当院は、開業して12年を過ぎました。
毎日、アレルギーの患者さんが大勢受診されるので、毎日アレルギーという病気と戦っている気分です。
日頃から書いていますが、早期発見、早期治療が重要というか、「それしかない」と思っています。そういう考えに行き着くと、これまで“常識”だったことに対し、懐疑的にならざるを得ません。
これも日頃から書いていますが、アトピー性皮膚炎は多くの小児科医、皮膚科医が“乳児湿疹”などと言い、舐めきった治療を繰り返しているため、その間に病気が悪化しやすいクセがついてしまうようです。
食物アレルギーも、“アレルギー採血が陽性”というだけで、「除去、除去」と言うので、食べるタイミングを逸してしまい、より食べられなくなるようです。中には、食べることに恐怖を感じ、精神的に食べられなくなるケースも結構含まれるようです。
ぜんそくも、軽いうちはゼーゼーなんて言いません。多くの医師が、ぜんそく系の咳を繰り返しているにも関わらず、「“風邪”ですね」なんて言っている間に、咳が研ぎ澄まされて、ゼーゼーするようになっていくようです。
ハッキリと診断のつく手前の状態で、手を差し伸べないといけないにも関わらず、日本のシステムが、「症状を繰り返すことで、確実に診断しましょう」となっているため、その間に悪化し、難治化しているように思えてなりません。

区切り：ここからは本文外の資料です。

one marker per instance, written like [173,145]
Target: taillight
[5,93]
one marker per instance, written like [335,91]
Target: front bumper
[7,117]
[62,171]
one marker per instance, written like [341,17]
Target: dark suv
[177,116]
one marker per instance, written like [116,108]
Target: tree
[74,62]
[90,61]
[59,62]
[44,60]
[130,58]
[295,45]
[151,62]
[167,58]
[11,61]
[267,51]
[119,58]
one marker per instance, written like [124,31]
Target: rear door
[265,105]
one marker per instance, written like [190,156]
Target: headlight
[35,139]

最近は、アトピー性皮膚炎の患者さんも早期に治療を開始できた方は、ステロイド軟膏は中止できていますし、0歳から食べさせると、食物アレルギーはだいたい治ってしまうのかなという手応えを持っています。それを先日の学会で発表してきました。
ぜんそくも、ゼーゼーを繰り返す前から治療していることが多いですね。最近は寒くなってきて、ぜんそく発作を起こしやすい状況になっていると思います。当院でも3、4年ぶりにぜんそくの薬をもらいにきた患者さんが3人もいました。

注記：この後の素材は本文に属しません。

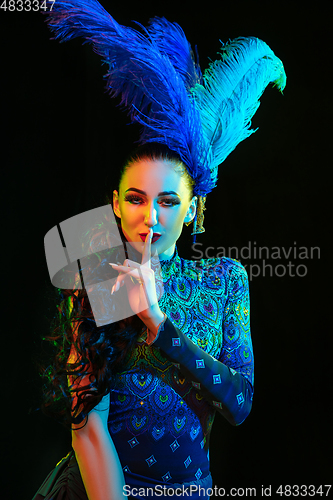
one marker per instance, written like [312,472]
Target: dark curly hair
[100,351]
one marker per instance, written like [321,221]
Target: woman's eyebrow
[163,193]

にも関わらず、ぜんそく発作のため、入院する人はほとんどいませんし、もう何年もぜんそく発作で点滴する患者さんもいません。日頃から悪くならないように予防を心掛けているつもりです。
このように早期に見つけ、悪化しないようにすることで、かなり病状を安定させられるように思います。アレルギーに関しては、症状が落ち着かない患者さんは、だいたい医師が逆のことをやっているからではないでしょうか?。
今まで私も含めて、医師のやってきたこと、常識とされてきたことに対し、懐疑的にならざるを得ません!。

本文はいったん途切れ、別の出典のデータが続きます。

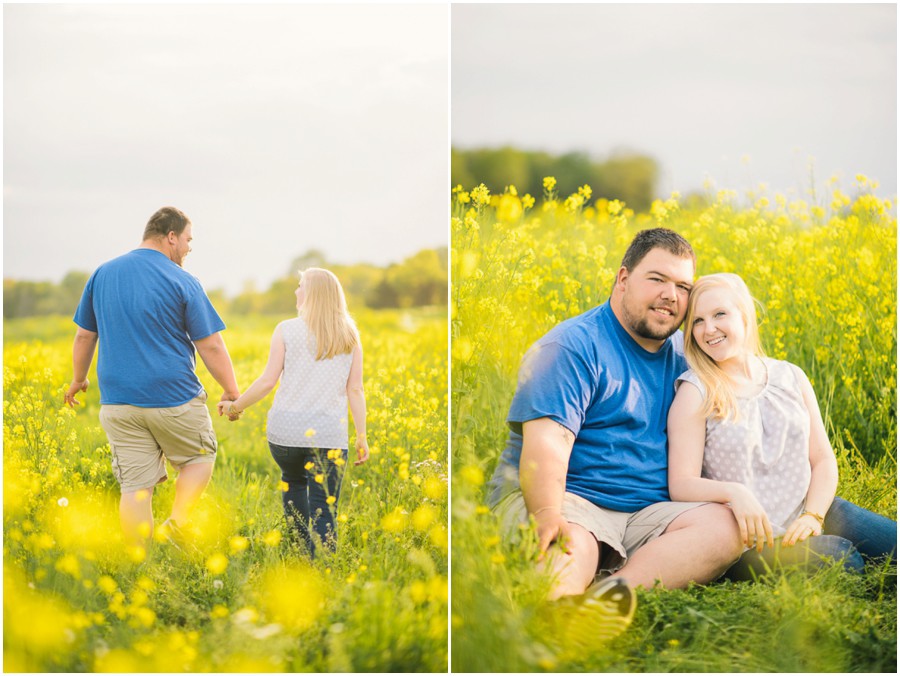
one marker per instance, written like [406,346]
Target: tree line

そもそもアレルギーを減らしたい、治したいという気持ちで診療に取り組んでいる医師は少なく、現時点でも私の考える“適切”な対応をしていないから、良くならないという患者さんが大多数なんだろうと考えています。
この日本のアレルギー医療、私の力だけではどうすることもできませんが、どうなっていくのでしょうか?。